Toronto - The death toll from yesterday’s brazen attack on UK Parliament stands at four, including the attacker. The 40 injured during the melee span ten nationalities.
Toronto – The death toll from yesterday’s brazen attack on UK Parliament stands at four, including the attacker. The 40 injured during the melee span ten nationalities.
Londoners awoke with resolve this morning, determined to crack on with life as they know it, in spite of yesterday’s attempt to strike fear into one of the world’s greatest cities.
Speaking in front of Parliament Thursday morning, Prime Minister Theresa May assured Londoners there is no reason to believe further attacks are imminent. She did, however, acknowledge that the terror alert has been set to its second-highest level until further notice.
May also revealed that police investigators have searched six addresses and made eight arrests in the cities of Birmingham and London in the first 24 hours of the investigation.
The suspect was known to police to be have been “inspired by international terrorism” but only as what May called a “peripheral figure.” His name had come up at one point during an MI5 investigation but no further details have yet been released. The suspect is confirmed to have been British-born. May stated that he had come within a mere 20 yards of Parliament before being stopped by police. His identity has not yet been publicized.
Police presence will be stepped up across the country in light of yesterday’s events, which claimed the life of 48-year-old police officer, Keith Palmer, stabbed to death by the attacker in the line of duty. The Prime Minister praised Palmer’s bravery and sacrifice, calling him “every inch a hero.”
The attack, which appeared at first to be two separate events, has now been established to have been carried out by a single, lone-wolf attacker. After plowing through scores of pedestrians on Westminster Bridge, the attacker made his way toward Parliament, armed with a knife.

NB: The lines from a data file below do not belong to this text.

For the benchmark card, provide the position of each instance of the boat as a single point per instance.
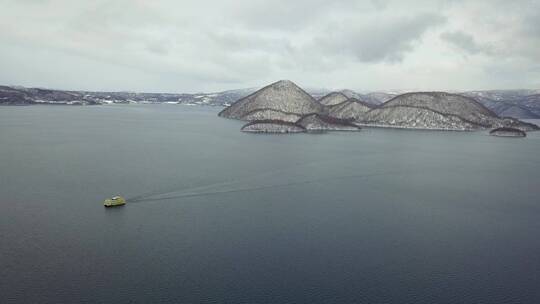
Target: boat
(114, 201)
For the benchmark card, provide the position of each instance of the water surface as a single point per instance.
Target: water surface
(378, 216)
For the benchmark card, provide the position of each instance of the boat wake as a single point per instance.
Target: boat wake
(207, 191)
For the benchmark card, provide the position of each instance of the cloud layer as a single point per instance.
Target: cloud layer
(188, 46)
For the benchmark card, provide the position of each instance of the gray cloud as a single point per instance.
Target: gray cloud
(203, 45)
(386, 40)
(465, 42)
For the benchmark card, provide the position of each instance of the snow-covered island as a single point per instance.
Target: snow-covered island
(507, 132)
(283, 103)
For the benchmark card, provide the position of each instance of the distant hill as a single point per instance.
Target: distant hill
(283, 104)
(505, 103)
(274, 102)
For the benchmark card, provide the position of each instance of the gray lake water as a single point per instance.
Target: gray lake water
(377, 216)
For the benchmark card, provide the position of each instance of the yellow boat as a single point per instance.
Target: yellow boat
(115, 201)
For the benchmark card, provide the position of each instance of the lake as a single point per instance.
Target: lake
(377, 216)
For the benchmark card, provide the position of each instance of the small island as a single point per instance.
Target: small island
(507, 132)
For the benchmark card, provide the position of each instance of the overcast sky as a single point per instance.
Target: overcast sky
(200, 45)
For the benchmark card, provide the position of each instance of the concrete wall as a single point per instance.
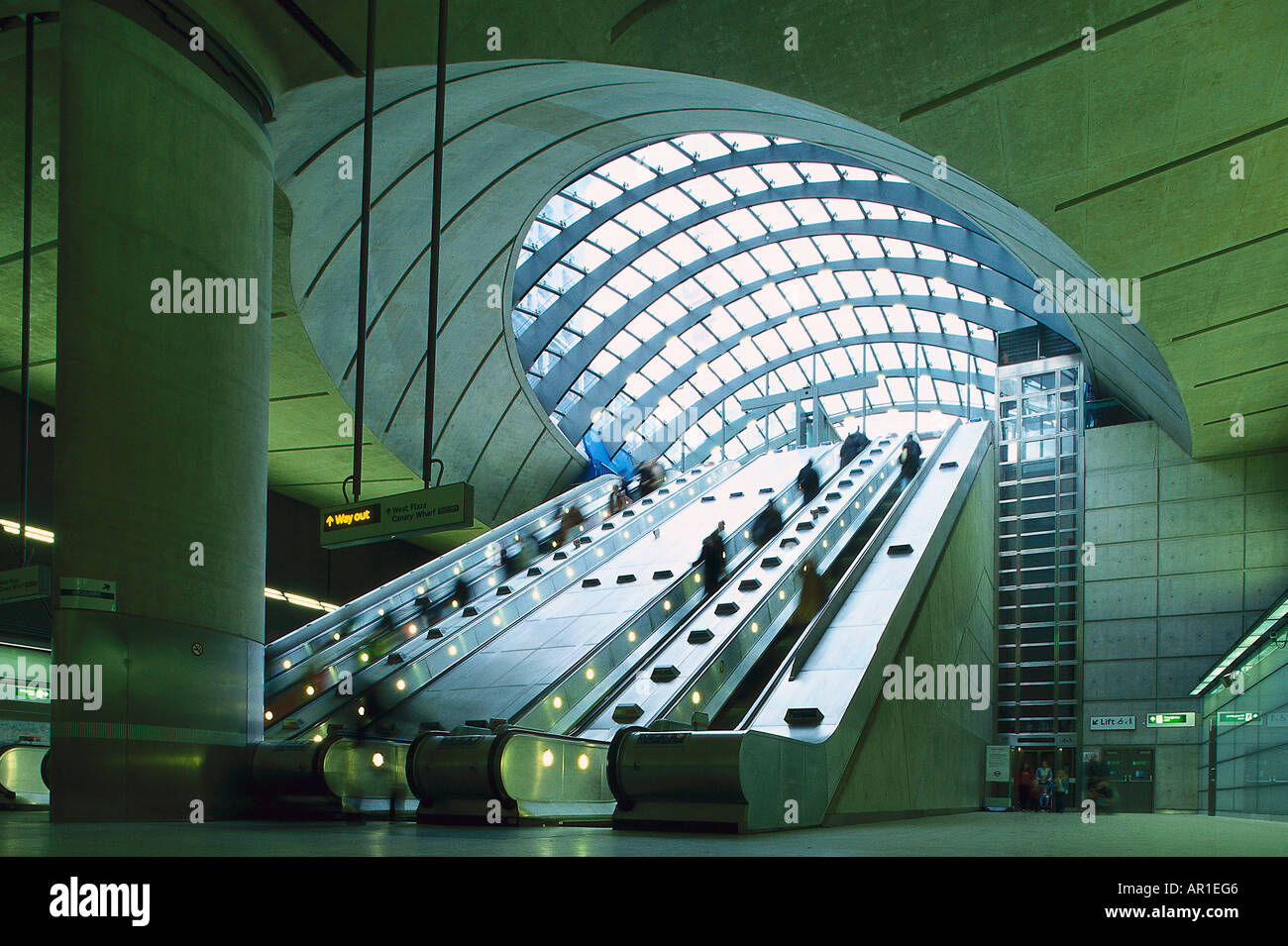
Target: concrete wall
(923, 757)
(1188, 556)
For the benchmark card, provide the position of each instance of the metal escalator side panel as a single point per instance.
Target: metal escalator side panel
(287, 657)
(395, 688)
(599, 675)
(755, 619)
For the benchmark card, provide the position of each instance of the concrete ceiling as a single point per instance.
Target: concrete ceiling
(1122, 152)
(515, 133)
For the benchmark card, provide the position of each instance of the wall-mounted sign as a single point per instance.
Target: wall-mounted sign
(1168, 719)
(997, 764)
(398, 516)
(1231, 718)
(25, 584)
(1100, 723)
(91, 593)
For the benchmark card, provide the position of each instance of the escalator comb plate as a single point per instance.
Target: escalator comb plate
(627, 712)
(804, 716)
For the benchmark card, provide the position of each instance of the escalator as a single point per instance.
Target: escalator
(785, 755)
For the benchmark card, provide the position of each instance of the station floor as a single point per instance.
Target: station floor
(30, 834)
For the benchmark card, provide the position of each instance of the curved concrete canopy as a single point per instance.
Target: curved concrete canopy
(518, 132)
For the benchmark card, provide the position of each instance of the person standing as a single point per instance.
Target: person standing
(1024, 784)
(768, 524)
(806, 481)
(910, 460)
(711, 559)
(853, 446)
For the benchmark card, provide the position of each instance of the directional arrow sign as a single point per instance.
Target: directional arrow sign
(398, 516)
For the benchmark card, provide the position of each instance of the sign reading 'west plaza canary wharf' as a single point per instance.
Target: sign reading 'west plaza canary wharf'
(398, 516)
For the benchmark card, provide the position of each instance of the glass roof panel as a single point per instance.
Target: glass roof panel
(761, 288)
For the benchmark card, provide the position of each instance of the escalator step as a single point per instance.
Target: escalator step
(806, 716)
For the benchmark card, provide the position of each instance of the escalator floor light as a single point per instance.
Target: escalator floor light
(806, 716)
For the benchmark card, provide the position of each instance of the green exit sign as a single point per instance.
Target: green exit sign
(1167, 719)
(1228, 718)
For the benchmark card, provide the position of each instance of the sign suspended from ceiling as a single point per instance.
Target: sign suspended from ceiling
(406, 515)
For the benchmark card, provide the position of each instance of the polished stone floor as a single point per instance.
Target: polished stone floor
(975, 834)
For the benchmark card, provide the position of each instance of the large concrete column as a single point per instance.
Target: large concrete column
(162, 428)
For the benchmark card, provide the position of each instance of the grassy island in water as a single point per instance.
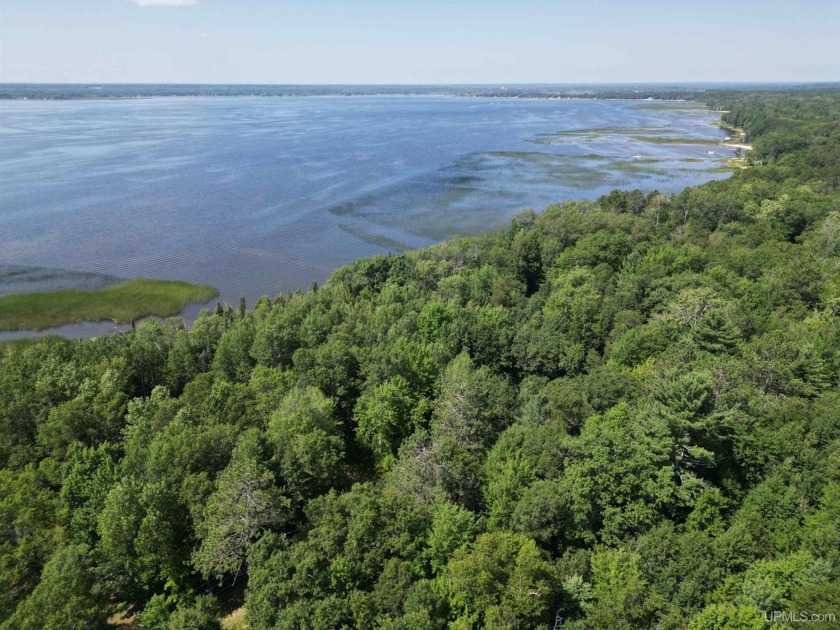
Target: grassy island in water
(120, 303)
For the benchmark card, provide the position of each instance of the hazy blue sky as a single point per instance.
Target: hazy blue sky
(412, 41)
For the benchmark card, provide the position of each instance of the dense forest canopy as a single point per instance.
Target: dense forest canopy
(611, 414)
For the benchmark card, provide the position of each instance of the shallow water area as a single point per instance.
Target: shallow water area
(265, 195)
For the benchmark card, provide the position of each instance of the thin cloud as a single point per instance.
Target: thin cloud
(165, 3)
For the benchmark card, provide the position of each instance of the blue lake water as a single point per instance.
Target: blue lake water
(265, 195)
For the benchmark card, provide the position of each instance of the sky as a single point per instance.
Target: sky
(413, 41)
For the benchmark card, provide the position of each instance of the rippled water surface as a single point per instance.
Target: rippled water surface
(262, 195)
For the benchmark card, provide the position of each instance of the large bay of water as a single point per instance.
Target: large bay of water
(265, 195)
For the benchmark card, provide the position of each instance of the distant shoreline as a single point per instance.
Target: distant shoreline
(640, 91)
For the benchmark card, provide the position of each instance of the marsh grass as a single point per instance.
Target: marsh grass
(659, 140)
(120, 303)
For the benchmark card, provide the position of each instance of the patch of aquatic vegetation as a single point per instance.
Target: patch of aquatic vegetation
(638, 167)
(120, 303)
(375, 239)
(592, 135)
(26, 279)
(661, 140)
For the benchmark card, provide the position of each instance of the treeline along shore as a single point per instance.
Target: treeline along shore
(613, 414)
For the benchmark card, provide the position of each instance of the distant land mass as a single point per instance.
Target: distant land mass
(72, 91)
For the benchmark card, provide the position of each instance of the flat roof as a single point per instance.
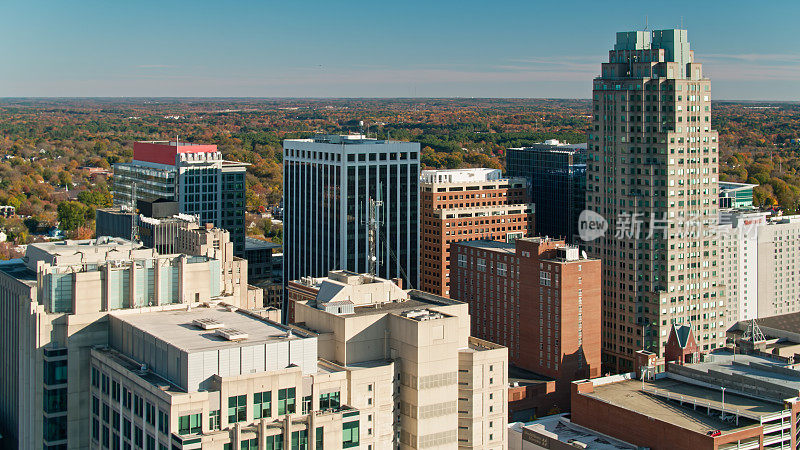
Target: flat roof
(492, 246)
(653, 403)
(561, 428)
(17, 269)
(525, 377)
(176, 328)
(750, 366)
(784, 322)
(258, 244)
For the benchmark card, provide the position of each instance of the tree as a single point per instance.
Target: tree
(71, 215)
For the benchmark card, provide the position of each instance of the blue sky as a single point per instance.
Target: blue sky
(410, 48)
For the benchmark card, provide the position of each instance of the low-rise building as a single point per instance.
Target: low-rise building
(220, 378)
(54, 308)
(557, 432)
(728, 400)
(449, 389)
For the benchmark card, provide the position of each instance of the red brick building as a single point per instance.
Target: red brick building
(538, 297)
(726, 401)
(467, 204)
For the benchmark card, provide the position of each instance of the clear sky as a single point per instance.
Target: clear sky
(379, 48)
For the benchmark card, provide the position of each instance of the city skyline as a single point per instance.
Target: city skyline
(513, 49)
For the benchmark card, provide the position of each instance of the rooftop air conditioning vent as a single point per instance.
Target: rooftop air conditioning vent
(231, 334)
(208, 324)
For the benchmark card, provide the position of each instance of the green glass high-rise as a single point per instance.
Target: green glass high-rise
(652, 174)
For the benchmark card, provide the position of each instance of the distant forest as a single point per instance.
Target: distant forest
(48, 145)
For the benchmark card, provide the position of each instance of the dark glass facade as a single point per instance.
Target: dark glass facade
(327, 192)
(557, 182)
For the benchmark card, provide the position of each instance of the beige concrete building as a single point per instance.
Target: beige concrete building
(778, 264)
(738, 259)
(54, 306)
(449, 390)
(219, 378)
(652, 175)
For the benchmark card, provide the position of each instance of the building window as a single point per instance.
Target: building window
(213, 420)
(350, 434)
(275, 442)
(237, 408)
(501, 269)
(300, 440)
(319, 439)
(329, 401)
(286, 401)
(262, 403)
(163, 422)
(544, 278)
(191, 424)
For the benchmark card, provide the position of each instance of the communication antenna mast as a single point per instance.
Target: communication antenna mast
(134, 215)
(373, 222)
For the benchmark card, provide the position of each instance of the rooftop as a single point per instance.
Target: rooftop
(178, 327)
(477, 175)
(258, 244)
(561, 428)
(553, 145)
(731, 186)
(655, 403)
(344, 139)
(492, 246)
(772, 377)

Before he could make it inside the buildings, the attacker was spotted by two uniformed police officers and confronted. In the course of trying to stop the attacker, officer Keith Palmer was killed. The attacker proceeded and was eventually stopped just short of the Parliament buildings by two more police officers who attempted to stop him. When it became clear the suspect wasn’t going to stop the officers fired their weapons and the attacker was killed.
Wednesday afternoon London’s mayor, Sadiq Khan, had a message for those who would attempt to disrupt the calm of his city, “You won’t succeed, you won’t divide us, we won’t be cowed by terrorists.”
Describing Wednesday’s scene in her morning address, Prime Minister May acknowledged both the horror and the valour of the events, “yesterday we saw the worst of humanity, but we will remember the best.” She closed her comments saying that the best way to respond to terror is in “millions of acts of normality,” praising the millions of Londoners carrying out their normal routines Thursday morning.